There may be another victim in the smartphone-strewn battlefield of the mobile OS wars.
Intel’s Meego OS could be dropped from the ranks due to a lack of enthusiasm from smartphone and tablet manufacturers. Industry sources say Intel will instead focus on hardware and turn to Android or Windows Phone 7 as a platform for mobile devices that debut in 2012.
We asked Intel about the report, from Taiwanese publication Digitimes, and got this response:
Intel does not comment on industry speculation or rumor. We remain committed to MeeGo and open source, and will continue to work with the community to help develop and meet the needs of customers and end users.
Nokia officially abandoned Meego, and its own Symbian operating system, in favor of Windows Phone 7 in February. The N9 smartphone is one of its few Meego devices, but the platform never garnered much confidence, either among handset makers or consumers.
Can smaller mobile operating systems stand a chance against big guys like Android and iOS? Even the former BlackBerry empire appears to be bowing to increasingly popular Android and Apple devices. Recent stats put Android at 39 percent of the mobile market, with iOS at 28 percent and RIM not too far behind at 20.
But big innovation often springs out of the little guys. For instance, with the Meego-running Nokia N9, there’s no home button. Returning to the home screen is done with a sideways swipe from any side of the screen. Fusion Garage employed a similar technique with their Grid OS tablet and smartphone and revamped what we think of as the home screen interface.

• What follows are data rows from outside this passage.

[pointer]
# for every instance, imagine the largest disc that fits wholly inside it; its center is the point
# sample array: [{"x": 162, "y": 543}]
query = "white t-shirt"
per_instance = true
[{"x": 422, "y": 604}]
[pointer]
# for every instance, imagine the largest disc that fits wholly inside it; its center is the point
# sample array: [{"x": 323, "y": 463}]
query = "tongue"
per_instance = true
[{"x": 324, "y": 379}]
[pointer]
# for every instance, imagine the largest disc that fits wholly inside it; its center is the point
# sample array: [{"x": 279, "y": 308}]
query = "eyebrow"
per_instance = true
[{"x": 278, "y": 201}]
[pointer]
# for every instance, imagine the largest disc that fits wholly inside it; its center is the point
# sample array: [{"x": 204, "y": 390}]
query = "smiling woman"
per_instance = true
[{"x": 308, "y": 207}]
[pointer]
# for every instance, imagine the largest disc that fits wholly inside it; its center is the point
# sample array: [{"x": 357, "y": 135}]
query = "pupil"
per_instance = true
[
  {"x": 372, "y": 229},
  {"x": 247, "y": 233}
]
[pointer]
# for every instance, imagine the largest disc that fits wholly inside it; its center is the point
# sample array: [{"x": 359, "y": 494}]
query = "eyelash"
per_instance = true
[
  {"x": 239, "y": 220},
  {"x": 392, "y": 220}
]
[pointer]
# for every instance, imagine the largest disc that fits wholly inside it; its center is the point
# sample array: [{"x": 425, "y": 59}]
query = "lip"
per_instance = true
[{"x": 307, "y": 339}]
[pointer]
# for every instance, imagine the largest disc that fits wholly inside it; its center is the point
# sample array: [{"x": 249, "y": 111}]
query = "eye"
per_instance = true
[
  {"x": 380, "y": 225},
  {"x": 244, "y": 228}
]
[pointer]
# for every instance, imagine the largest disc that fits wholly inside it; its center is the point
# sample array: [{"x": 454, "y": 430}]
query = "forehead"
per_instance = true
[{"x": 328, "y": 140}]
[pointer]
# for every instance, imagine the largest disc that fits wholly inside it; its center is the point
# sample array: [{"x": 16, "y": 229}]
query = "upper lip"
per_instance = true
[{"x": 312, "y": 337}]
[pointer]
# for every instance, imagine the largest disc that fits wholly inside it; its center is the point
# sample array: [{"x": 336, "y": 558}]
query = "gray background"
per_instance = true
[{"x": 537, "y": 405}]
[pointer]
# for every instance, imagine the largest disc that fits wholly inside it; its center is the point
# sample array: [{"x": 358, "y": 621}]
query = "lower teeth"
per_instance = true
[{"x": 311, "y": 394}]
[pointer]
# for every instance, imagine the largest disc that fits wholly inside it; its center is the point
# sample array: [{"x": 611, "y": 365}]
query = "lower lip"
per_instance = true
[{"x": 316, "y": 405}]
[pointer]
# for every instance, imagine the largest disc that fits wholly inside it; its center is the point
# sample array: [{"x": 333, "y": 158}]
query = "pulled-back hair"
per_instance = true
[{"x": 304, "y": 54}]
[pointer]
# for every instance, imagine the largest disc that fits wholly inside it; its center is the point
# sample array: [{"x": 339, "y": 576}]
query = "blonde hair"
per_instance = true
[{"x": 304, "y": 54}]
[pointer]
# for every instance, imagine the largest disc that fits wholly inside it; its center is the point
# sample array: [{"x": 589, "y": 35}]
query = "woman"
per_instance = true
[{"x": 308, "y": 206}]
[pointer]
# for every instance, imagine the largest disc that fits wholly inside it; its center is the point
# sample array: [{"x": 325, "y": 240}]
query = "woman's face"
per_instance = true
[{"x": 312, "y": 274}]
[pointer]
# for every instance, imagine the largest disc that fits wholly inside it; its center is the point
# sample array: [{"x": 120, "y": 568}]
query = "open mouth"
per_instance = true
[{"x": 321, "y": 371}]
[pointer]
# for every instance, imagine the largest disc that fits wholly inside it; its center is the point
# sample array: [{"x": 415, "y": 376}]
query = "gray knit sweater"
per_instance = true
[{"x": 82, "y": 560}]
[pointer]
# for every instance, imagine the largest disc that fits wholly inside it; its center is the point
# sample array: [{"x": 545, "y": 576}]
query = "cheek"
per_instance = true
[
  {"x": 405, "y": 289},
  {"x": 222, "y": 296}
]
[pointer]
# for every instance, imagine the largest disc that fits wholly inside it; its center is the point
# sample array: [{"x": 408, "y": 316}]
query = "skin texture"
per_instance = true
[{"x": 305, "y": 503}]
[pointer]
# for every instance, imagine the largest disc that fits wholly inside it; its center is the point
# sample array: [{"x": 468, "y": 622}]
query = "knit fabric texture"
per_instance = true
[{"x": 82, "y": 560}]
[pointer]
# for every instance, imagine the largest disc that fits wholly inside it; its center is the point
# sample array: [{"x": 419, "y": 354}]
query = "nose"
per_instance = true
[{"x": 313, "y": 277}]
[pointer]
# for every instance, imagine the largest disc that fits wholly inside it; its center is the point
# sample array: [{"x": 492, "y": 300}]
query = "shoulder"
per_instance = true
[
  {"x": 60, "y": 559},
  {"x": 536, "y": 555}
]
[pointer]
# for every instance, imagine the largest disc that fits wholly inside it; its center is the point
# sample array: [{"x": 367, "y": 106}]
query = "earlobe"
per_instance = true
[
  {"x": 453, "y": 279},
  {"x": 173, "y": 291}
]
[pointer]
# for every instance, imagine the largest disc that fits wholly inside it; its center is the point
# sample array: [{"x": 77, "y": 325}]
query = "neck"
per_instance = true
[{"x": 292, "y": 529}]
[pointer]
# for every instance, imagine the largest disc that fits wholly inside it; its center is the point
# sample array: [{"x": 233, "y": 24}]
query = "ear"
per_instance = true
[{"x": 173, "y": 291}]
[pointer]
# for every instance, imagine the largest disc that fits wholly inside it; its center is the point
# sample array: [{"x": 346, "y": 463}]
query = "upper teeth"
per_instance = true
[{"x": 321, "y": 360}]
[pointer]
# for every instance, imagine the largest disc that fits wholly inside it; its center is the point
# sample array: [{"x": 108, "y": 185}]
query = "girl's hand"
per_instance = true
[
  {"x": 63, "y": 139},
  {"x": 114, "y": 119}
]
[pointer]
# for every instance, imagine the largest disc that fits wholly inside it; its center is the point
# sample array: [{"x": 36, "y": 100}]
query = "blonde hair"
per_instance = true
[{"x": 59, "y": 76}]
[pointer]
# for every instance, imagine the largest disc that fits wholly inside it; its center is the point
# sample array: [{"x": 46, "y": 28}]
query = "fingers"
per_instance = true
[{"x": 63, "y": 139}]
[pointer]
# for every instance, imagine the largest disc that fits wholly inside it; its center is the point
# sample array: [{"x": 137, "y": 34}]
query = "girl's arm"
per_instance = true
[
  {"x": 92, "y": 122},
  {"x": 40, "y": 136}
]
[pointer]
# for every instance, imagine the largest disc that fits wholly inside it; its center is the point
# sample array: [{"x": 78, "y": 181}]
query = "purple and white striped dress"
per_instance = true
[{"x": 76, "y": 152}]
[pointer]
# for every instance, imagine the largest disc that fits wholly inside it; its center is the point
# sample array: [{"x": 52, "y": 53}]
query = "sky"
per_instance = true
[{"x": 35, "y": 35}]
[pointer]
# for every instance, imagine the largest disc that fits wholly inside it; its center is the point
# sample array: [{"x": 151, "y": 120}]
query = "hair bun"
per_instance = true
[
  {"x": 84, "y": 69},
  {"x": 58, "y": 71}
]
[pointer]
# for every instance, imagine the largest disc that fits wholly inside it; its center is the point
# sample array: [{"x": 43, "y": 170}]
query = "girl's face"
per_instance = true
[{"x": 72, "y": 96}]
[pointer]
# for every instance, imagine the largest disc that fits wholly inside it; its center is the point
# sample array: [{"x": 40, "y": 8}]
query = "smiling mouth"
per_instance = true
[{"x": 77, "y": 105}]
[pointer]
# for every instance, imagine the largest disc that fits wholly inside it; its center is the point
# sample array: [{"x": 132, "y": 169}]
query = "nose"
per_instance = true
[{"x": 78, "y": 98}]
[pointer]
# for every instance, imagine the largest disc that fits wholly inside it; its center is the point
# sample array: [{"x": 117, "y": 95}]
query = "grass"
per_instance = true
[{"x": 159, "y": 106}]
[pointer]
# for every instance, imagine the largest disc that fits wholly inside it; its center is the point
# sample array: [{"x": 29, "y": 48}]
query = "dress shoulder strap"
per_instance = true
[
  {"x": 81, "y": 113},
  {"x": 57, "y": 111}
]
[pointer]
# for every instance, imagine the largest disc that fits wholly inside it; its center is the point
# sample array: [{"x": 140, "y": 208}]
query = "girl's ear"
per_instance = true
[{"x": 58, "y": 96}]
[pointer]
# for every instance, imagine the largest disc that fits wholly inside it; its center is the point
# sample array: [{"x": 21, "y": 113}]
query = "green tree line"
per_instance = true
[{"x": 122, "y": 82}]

History has shown that as tech companies become bloated empires (cough Microsoft cough HP), their level of innovation doesn’t always match that of their smaller counterparts. You can blame it on bureaucracy, or perhaps employees’ lowered drive as they settle into a cushy, secure job.
Relentless patent-trolling and lawsuit-filing also prohibits creativity, in the software space in particular, as corporations and patent firms try to block one another’s progress in an effort to get ahead (or at least reap some cash).
Regardless, in the mobile space, apps — lots of apps — are a boon to the success of your OS. It’s a lesson both iOS and Android have taken to heart, one that makes a successful entry into the market exceedingly difficult, as webOS’s demise unfortunately shows.
But at least Intel has a strong hardware business to fall back on. It could use a little more TLC if it’s going to maintain its dominance and stand out in the mobile arena.
And why’s that? Apple reportedly has been considering switching to ARM processors on more of its devices, a move that would help unify the iOS/OS X computing experience, but at the expense of Intel’s business. Apple has pushed Intel to develop more efficient chips and threatened to take its business elsewhere if Intel doesn’t meet its power consumption demands. Some reports posit that Apple already has a deal to spread the ARM architecture to its laptops by 2013.
If that’s true, we could see Intel go the way of HP in the next few years.